Autonomous residual monitoring of metallurgical digital twins

The importance of digital twin maintenance has recently surfaced through findings from industrial applications. Changes in actual physical systems affect the resemblance between digital and physical twins, which can be seen in the continuously changing variation in model residuals. In this study, a method that autonomously updates itself is proposed for monitoring multivariate residuals. It is independent of the models used and monitors normalised residuals based on the squared Mahalanobis distance. The main novelty comes from the normalisation, which is done by using autonomously updated mean and standard deviation values of recent residuals. The method was studied by using an offline simulation model of a grinding circuit in a phosphate concentrator and an online adaptive digital twin model of a flotation circuit in a gold mine. Its performance was compared with conventional squared Mahalanobis distance and principal component analysis methods. The proposed method detected abnormal residual deviations and had low dependence on the characteristics of initial training data, defined by mean and standard deviation.
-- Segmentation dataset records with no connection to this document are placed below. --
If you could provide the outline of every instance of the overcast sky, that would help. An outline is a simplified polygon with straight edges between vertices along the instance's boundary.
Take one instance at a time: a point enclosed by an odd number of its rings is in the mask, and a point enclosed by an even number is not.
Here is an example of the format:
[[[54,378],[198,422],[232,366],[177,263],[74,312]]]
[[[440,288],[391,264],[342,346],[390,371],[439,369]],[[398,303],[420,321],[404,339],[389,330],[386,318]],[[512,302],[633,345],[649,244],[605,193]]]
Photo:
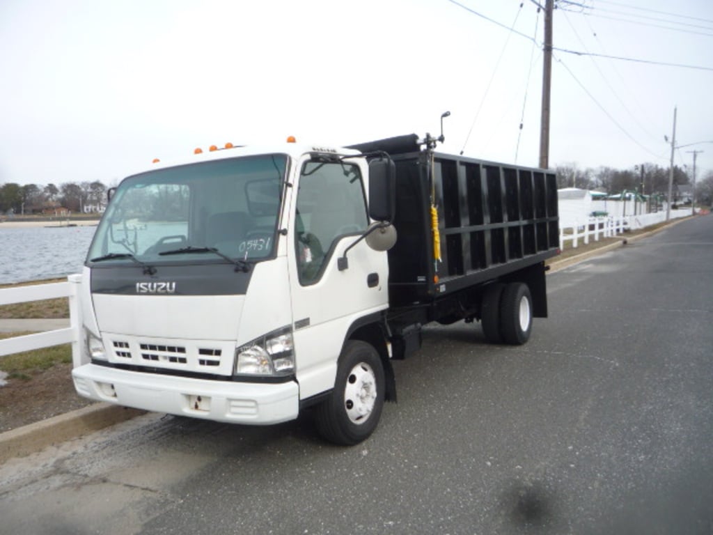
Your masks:
[[[713,141],[711,0],[559,6],[555,48],[599,56],[555,52],[550,166],[667,167],[675,106],[677,146]],[[2,0],[0,183],[437,135],[446,111],[439,150],[537,165],[543,27],[533,0]],[[713,143],[677,149],[689,173],[692,150],[699,178]]]

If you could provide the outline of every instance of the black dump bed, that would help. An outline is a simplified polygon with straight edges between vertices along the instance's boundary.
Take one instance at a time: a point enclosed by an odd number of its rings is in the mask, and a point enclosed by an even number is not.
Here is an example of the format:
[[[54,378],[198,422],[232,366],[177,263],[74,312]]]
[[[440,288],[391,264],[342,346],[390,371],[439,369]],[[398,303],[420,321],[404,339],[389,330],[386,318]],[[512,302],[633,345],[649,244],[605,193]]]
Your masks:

After training with different data sets, the median monitored values of squared Mahalanobis distance remained consistently at values corresponding to 50–57% chi-square distribution probabilities, whereas without autonomous updating, the corresponding values were in the ranges of 3–55% and 39–88% showing inconsistent performance due to the varying distributions of training data sets. The proposed method with transferable and self-configuring properties can advance the online performance monitoring of digital twins.